There are several different crashes going being described in this thread and while it is possible that they all are related by root cause they are at face value different issues. It isn’t clear from this thread whether there really is a significant problem that just has materialized because most of the comments aren’t strictly useful towards identifying a single issue. The best thing anyone who is experiencing problems can do is post their Event Viewer logs to this thread. That will provide some indication here as to whether there is a widespread issue that can be addressed. The next best thing is to post as many details you can about your environment, what you were doing when the crash occurred, etc. If this is an issue that is some sort of component problem that can be addressed on the end-user side, doing this may help isolate the cause. Without Event Viewer logs though, it is impossible to know whether a given report is the same issue that others are experiencing.
The first thing that is interesting in the Event Viewer log is the Exception code. Exception code: 0xc0000005 is an access violation, which means MSFS tried to access an addres in a page of memory that didnt’ belong to it. For those who are experiencing that issue, the address being accessed is important. Some are seeing attempts to access 0x00000000, which is never going to be a valid address. Usually, this error occurs because code is assuming that it is getting a valid address, so it doesn’t bother to check. Sometimes identifying the root cause of the problem can be non-trival.
Others are crashing with 0xc0000005 on attempts to access 0xFFFFFFFF. As someone earlier pointed out, in decimal this is -1. These crashes are typically caused by overflow/underflow errors where integral values wrap around. In any case, this is a different issue.
Exception code: 0xc0000374 is heap corruption, which is yet another issue. In that case, a legitimate block of memory allocated in the application has been stomped on.
As far as reports with the same Exception code go, they are only definitively the same issue if, in addition to having both the same Exception code (and in the case of memory exceptions, the same memory address) they also have the same Fault offset. The Fault offset identifies the memory address of the instruction that caused the issue relative to the memory location where the application was actually loaded.
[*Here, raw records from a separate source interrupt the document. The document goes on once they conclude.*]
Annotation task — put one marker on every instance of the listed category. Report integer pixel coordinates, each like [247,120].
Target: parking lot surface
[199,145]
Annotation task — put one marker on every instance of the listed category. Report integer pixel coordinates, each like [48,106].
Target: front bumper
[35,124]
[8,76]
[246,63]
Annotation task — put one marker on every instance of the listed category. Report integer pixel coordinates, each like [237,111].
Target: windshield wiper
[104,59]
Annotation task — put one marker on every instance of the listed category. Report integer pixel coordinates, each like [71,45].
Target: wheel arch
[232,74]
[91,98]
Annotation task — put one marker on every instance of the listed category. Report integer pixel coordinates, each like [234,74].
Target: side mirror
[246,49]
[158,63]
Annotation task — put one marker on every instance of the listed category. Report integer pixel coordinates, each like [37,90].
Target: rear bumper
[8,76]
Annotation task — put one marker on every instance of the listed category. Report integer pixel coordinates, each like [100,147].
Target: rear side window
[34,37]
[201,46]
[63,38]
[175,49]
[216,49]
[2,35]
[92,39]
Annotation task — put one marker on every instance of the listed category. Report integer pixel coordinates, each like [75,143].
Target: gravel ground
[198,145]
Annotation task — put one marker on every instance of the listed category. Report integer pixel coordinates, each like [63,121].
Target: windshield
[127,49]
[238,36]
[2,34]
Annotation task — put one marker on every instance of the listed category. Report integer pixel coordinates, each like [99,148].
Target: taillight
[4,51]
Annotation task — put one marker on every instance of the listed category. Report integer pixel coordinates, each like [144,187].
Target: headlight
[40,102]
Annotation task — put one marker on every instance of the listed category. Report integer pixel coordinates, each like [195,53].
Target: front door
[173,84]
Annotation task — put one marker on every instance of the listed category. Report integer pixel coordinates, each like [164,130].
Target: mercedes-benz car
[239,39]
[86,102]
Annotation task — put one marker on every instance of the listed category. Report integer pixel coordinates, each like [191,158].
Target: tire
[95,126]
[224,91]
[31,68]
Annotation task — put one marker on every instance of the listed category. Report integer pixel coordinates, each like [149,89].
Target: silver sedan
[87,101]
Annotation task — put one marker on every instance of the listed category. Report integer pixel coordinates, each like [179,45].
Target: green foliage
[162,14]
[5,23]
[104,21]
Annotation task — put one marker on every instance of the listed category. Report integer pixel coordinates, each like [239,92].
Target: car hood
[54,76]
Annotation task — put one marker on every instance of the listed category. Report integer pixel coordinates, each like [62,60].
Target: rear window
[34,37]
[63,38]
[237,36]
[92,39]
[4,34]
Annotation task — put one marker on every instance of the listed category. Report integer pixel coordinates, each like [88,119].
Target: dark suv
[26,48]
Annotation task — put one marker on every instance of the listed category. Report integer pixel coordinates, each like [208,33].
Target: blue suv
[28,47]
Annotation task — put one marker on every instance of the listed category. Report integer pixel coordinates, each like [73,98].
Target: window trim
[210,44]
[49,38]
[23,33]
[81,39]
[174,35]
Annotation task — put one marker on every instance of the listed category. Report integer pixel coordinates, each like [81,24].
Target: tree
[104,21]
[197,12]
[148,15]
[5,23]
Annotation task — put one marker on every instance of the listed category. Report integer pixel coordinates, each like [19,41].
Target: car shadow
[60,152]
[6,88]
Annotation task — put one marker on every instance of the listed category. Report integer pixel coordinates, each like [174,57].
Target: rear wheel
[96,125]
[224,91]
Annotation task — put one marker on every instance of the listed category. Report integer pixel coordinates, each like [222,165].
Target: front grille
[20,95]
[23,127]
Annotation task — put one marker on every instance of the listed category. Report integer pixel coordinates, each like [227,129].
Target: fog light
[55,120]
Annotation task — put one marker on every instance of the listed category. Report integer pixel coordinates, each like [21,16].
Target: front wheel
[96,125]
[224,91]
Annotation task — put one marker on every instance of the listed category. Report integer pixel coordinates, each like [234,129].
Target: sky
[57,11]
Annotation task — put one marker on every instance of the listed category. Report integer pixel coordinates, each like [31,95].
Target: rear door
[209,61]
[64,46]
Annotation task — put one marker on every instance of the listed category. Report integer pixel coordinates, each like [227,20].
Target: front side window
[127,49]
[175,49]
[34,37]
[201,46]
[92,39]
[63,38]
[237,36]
If the Fault offset is different, it is a different crash. The one caveat here is that if different versions are being used (i.e. beta vs ship), there is no way of knowing from the Event viewer log alone whether the crashes reflect the same issue.
Additionally, the Faulting application name and Faulting module name must match. If the call stack is different, it is technically a different crash, but more than likely it is the same root cause. A crash in module ntdll.dll is not the same as a crash in module flightsimulator.exe.
As I said, if you want to help Asobo, pasting the event log is the most useful thing that can be done in this thread. What Asobo can do with that information is locate the line of code that is generating the exception, which will hopefully allow them to hypothesize about the cause of the crash in order to track it down. They can locate the line of code either by just loading MSFS up in the debugger, or they can use the /LINK switch to generate a map file which will correllate the offset to code.
That said, unless this thread coalesces into a whole bunch of people reporting the same event log, I doubt this is going to gain much traction. If something changed on a server, I’d expect bug report numbers commensurate with usage. Speaking of which, if your event log contains a bucket number, then the crash has been reported at least to Microsoft. If Asobo has access to that data, then they will already know if there is a major crashing bug in the wild.